Comparative Analysis Of India’s Ibbi Amendments And Global Best Practices In Corporate Insolvency
- IJLLR Journal
- Jul 18
- 1 min read
Anshika Jain & Shreyash Deshpande, BBA LLB (Hons), Bennett University, The Times Group
ABSTRACT
The legal and institutional structure of corporate insolvency has an important bearing on the economic resilience of a country, investor sentiment, and the credit environment. India's regime of insolvency has witnessed radical change post-the Insolvency and Bankruptcy Code, 2016 (IBC)1, which attempted to consolidate disparate legislation into one seamless system with time-bound resolution taking precedence over liquidation. At the center of this system is the Insolvency and Bankruptcy Board of India (IBBI), which acts as the regulator tasked with standard-setting, oversight, and issuing amendments to the corporate insolvency process. Over the past few years, the IBBI has made a number of significant amendments to increase efficiency, improve recoveries for creditors, and decrease systemic delays. These cover simplifying procedural timeframes, bringing in the pre- packaged insolvency resolution process (PIRP) for MSMEs, strengthening the role and responsibility of resolution professionals, and enhancing transparency in resolution plans2.

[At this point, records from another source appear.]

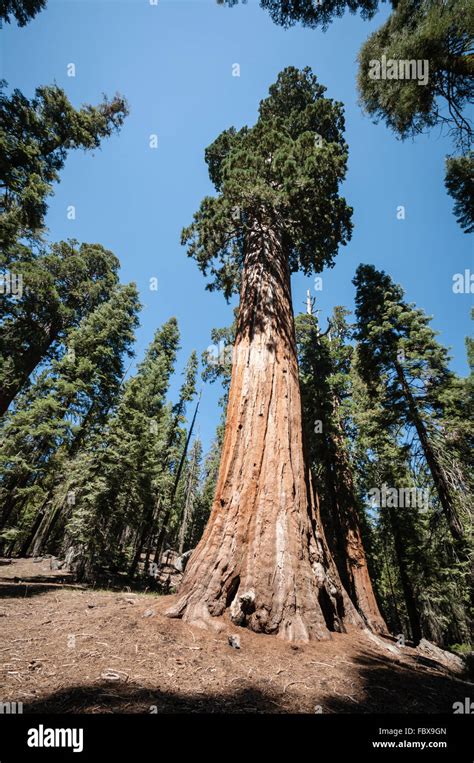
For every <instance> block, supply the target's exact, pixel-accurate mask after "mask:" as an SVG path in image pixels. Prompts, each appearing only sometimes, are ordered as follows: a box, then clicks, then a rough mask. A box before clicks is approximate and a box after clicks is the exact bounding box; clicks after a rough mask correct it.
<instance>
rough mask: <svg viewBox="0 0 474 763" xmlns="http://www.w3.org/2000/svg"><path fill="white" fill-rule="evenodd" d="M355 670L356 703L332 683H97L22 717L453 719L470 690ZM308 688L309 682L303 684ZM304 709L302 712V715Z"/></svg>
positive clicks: (412, 679)
mask: <svg viewBox="0 0 474 763" xmlns="http://www.w3.org/2000/svg"><path fill="white" fill-rule="evenodd" d="M352 660H353V663H355V664H356V665H357V666H358V671H357V674H358V678H359V679H362V684H363V690H362V693H361V691H360V687H359V689H358V690H357V691H354V694H355V697H353V696H351V695H350V694H349V693H348V694H343V693H342V692H343V690H342V689H341V687H340V685H339V684H338V682H337V681H336V682H335V684H334V686H332V685H331V684H330V682H329V681H328V682H326V687H325V689H324V691H321V690H319V691H318V688H317V686H315V688H314V693H310V694H309V695H306V697H303V698H302V697H301V696H294V697H293V699H292V695H291V693H287V692H285V690H284V689H283V687H282V686H274V687H272V689H271V690H270V689H268V690H265V691H263V690H262V689H261V688H258V687H257V686H255V685H254V684H253V683H252V682H250V681H249V682H248V685H247V686H243V687H241V688H239V689H236V690H235V691H233V692H229V690H228V689H227V690H225V689H224V690H223V691H222V693H216V692H212V691H210V690H209V689H207V687H206V684H205V682H203V684H202V690H200V691H196V690H192V691H190V692H189V693H188V692H185V691H184V690H183V691H180V690H179V689H177V690H176V691H174V690H167V691H163V689H161V688H160V687H158V686H157V687H156V688H155V687H143V686H140V685H138V684H136V683H133V682H124V681H120V682H117V683H113V682H109V681H102V682H100V683H94V684H93V685H80V686H77V685H76V686H70V687H64V688H61V689H59V690H57V691H54V692H52V693H50V694H49V695H47V696H44V697H39V698H38V699H36V700H34V701H33V702H27V703H25V705H24V713H26V714H37V713H52V714H58V713H67V714H69V713H85V714H87V713H105V714H107V713H119V714H120V713H126V714H130V713H139V714H140V713H141V714H143V713H153V712H154V713H159V714H163V713H183V714H189V713H224V714H242V713H245V714H275V713H284V714H289V713H290V714H291V713H292V712H299V713H304V712H306V713H308V714H309V713H311V714H313V713H316V712H319V711H318V710H316V707H317V706H318V707H319V708H320V709H321V712H322V714H324V715H338V714H370V715H379V714H382V715H391V714H403V715H416V714H420V713H422V714H425V713H428V714H440V713H444V714H452V713H453V704H454V703H455V702H464V700H465V697H467V696H469V694H470V693H471V694H472V684H469V683H466V682H465V681H463V680H461V679H456V678H453V677H452V676H451V675H447V674H442V673H441V672H436V673H435V672H428V671H427V670H426V669H425V668H423V669H421V670H420V668H419V667H418V668H417V667H416V664H413V665H409V664H403V665H402V664H396V663H394V662H393V660H391V659H389V658H384V657H379V656H375V655H368V654H367V655H361V656H359V657H356V658H352ZM308 682H309V681H308ZM302 707H304V708H305V709H303V710H302V709H301V708H302Z"/></svg>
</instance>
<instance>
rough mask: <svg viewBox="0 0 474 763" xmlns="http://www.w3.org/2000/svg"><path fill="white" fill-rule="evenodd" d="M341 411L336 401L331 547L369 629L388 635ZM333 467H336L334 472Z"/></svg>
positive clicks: (332, 495) (331, 442) (337, 564)
mask: <svg viewBox="0 0 474 763" xmlns="http://www.w3.org/2000/svg"><path fill="white" fill-rule="evenodd" d="M338 407H339V405H338V402H337V401H335V402H334V415H335V419H336V421H335V426H336V434H334V435H332V436H331V448H330V449H331V451H332V459H331V461H332V463H331V464H330V465H329V468H328V471H329V476H330V480H331V485H330V492H331V497H332V501H331V503H332V505H331V510H332V517H331V520H332V522H331V523H332V524H333V528H334V532H333V536H334V537H333V543H331V544H330V547H331V551H332V553H333V554H334V559H335V561H336V564H337V568H338V571H339V574H340V576H341V581H342V583H343V585H344V586H345V588H346V591H347V593H348V594H349V596H350V598H351V600H352V602H353V603H354V605H355V606H356V608H357V610H358V611H359V612H360V614H361V615H362V616H363V618H364V620H365V621H366V623H367V625H368V626H369V628H371V629H372V630H374V631H377V632H378V633H387V626H386V624H385V621H384V619H383V617H382V615H381V614H380V610H379V607H378V604H377V600H376V598H375V594H374V590H373V588H372V582H371V579H370V575H369V570H368V567H367V558H366V555H365V550H364V544H363V541H362V534H361V529H360V523H359V517H358V514H357V501H356V496H355V489H354V483H353V479H352V471H351V466H350V463H349V458H348V454H347V450H346V444H345V442H344V435H343V432H342V427H341V425H340V421H339V414H338ZM331 466H334V469H332V468H331ZM333 544H334V545H333Z"/></svg>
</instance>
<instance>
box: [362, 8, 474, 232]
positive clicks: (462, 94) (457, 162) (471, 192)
mask: <svg viewBox="0 0 474 763" xmlns="http://www.w3.org/2000/svg"><path fill="white" fill-rule="evenodd" d="M473 29H474V10H473V5H472V3H471V2H468V0H400V2H397V3H396V6H395V10H394V11H393V13H392V15H391V16H390V17H389V19H388V21H387V22H386V23H385V24H384V25H383V26H382V27H381V28H380V29H379V30H377V32H375V33H374V34H372V35H371V36H370V37H369V39H368V40H367V42H366V43H365V44H364V45H363V46H362V49H361V51H360V54H359V74H358V84H359V92H360V96H361V102H362V106H363V108H364V109H365V111H366V112H367V113H368V114H370V115H371V116H372V117H374V119H375V120H376V121H378V120H379V119H383V120H384V121H385V122H386V124H387V125H388V126H389V127H390V128H391V129H392V130H393V131H394V132H395V133H396V134H397V135H398V136H400V137H401V138H403V139H404V138H410V137H413V136H415V135H418V134H419V133H422V132H424V131H426V130H428V129H432V128H433V127H436V126H440V127H442V128H443V127H446V128H447V130H448V132H449V133H450V134H451V136H452V138H453V142H454V145H455V147H456V148H457V150H458V151H459V152H460V154H461V155H460V156H456V157H448V158H447V161H446V176H445V185H446V189H447V191H448V193H449V194H450V195H451V196H452V198H453V199H454V202H455V206H454V214H455V217H456V219H457V221H458V223H459V225H460V226H461V228H462V229H463V230H464V231H465V232H466V233H467V232H472V230H473V225H474V213H473V204H474V189H473V183H474V180H473V177H474V159H473V155H472V140H473V135H474V133H473V126H472V121H471V120H470V118H469V115H468V112H467V106H468V104H469V103H472V100H473V97H474V78H473V74H474V60H473V55H472V43H473V32H472V30H473ZM382 56H385V61H386V64H387V76H386V78H384V77H381V76H378V75H380V72H377V71H376V70H375V69H374V67H377V66H378V67H379V69H380V67H381V62H382ZM418 62H421V63H422V64H423V67H424V73H423V74H422V76H423V77H424V79H423V80H422V82H421V83H420V80H419V76H420V73H419V72H418V69H416V71H415V70H414V69H413V71H412V72H411V74H409V73H407V72H405V71H404V72H403V74H401V73H400V71H399V68H400V65H403V66H404V67H415V68H416V67H417V66H418ZM393 67H395V68H396V71H395V72H393V73H392V72H391V71H389V69H390V68H393Z"/></svg>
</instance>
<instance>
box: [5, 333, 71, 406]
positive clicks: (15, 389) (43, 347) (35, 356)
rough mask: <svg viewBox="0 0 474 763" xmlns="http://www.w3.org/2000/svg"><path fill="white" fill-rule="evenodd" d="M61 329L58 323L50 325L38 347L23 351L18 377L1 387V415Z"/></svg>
mask: <svg viewBox="0 0 474 763" xmlns="http://www.w3.org/2000/svg"><path fill="white" fill-rule="evenodd" d="M60 329H61V326H60V325H57V324H54V325H51V326H48V328H47V329H46V331H45V335H44V337H43V341H42V342H40V343H39V344H38V345H37V346H36V347H30V348H29V349H28V351H27V352H25V353H23V356H22V360H21V365H20V367H19V368H16V369H15V371H16V373H17V374H18V376H17V378H16V379H15V381H14V382H12V383H10V384H8V385H6V386H5V387H3V389H0V416H3V415H4V414H5V413H6V412H7V410H8V408H9V406H10V403H12V402H13V400H14V399H15V397H16V396H17V395H18V393H19V392H21V390H22V389H23V387H24V386H25V384H26V382H27V381H28V379H29V378H30V376H31V374H32V373H33V371H34V370H35V368H36V367H37V366H38V365H39V364H40V363H41V361H42V359H43V358H44V356H45V355H46V353H47V352H48V350H49V348H50V347H51V345H52V344H53V343H54V342H55V341H56V339H57V338H58V336H59V332H60Z"/></svg>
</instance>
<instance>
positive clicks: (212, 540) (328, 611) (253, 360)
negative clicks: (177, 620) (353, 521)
mask: <svg viewBox="0 0 474 763" xmlns="http://www.w3.org/2000/svg"><path fill="white" fill-rule="evenodd" d="M226 610H229V613H230V616H231V619H232V621H233V622H234V623H236V624H238V625H242V626H247V627H249V628H250V629H252V630H254V631H257V632H263V633H269V634H278V636H280V637H281V638H286V639H289V640H303V641H306V640H309V639H322V638H327V637H329V632H330V631H331V630H339V631H342V630H344V629H345V627H346V625H347V624H354V625H355V624H357V625H359V626H361V625H362V620H361V618H360V616H359V615H358V613H357V612H356V610H355V608H354V606H353V605H352V603H351V601H350V599H349V597H348V595H347V594H346V592H345V591H344V589H343V587H342V584H341V582H340V579H339V575H338V573H337V570H336V566H335V564H334V562H333V560H332V558H331V556H330V553H329V550H328V547H327V544H326V541H325V538H324V533H323V530H322V527H321V523H320V518H319V510H318V507H317V504H316V501H315V498H314V493H313V490H312V487H311V482H310V477H309V471H308V468H307V463H306V459H305V456H304V452H303V438H302V420H301V399H300V389H299V380H298V366H297V358H296V341H295V333H294V319H293V311H292V305H291V289H290V273H289V268H288V258H287V255H286V253H285V251H284V248H283V245H282V241H281V238H280V236H279V234H278V228H277V226H276V225H275V224H272V223H271V221H269V220H268V218H267V217H265V216H264V215H263V214H261V215H260V216H258V215H257V214H255V216H254V219H253V221H252V223H251V226H250V229H249V230H248V233H247V240H246V250H245V260H244V268H243V275H242V287H241V296H240V311H239V320H238V326H237V334H236V342H235V346H234V354H233V365H232V380H231V386H230V391H229V402H228V408H227V421H226V429H225V436H224V443H223V449H222V457H221V463H220V469H219V477H218V481H217V487H216V494H215V499H214V503H213V507H212V511H211V516H210V519H209V522H208V525H207V527H206V530H205V532H204V535H203V537H202V539H201V541H200V543H199V545H198V547H197V549H196V551H195V552H194V554H193V555H192V557H191V559H190V562H189V563H188V566H187V568H186V572H185V576H184V579H183V583H182V586H181V589H180V591H179V595H178V599H177V602H176V604H175V605H174V606H173V607H172V608H171V609H170V610H168V614H169V615H170V616H172V617H182V618H183V619H184V620H186V621H188V622H191V623H195V624H198V625H203V626H205V625H212V624H213V622H214V623H215V621H212V618H213V617H216V616H220V615H223V614H224V613H225V612H226Z"/></svg>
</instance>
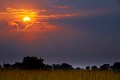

Yet, the development of India's insolvency law does not take place in a vacuum. With growing financial market integration and the rise in cross- border trade and investment, India's legal reform efforts need to be assessed in relation to best international practices. Advanced insolvency jurisdictions like the United States3, the United Kingdom4 and the European Union5 provide effective models of advanced insolvency handling. These systems focus on tenets like debtor-in-possession financing, early restructuring, preservation of viable businesses, and protection of stakeholder interests using class-based voting schemes and court-sanctioned restructuring plans.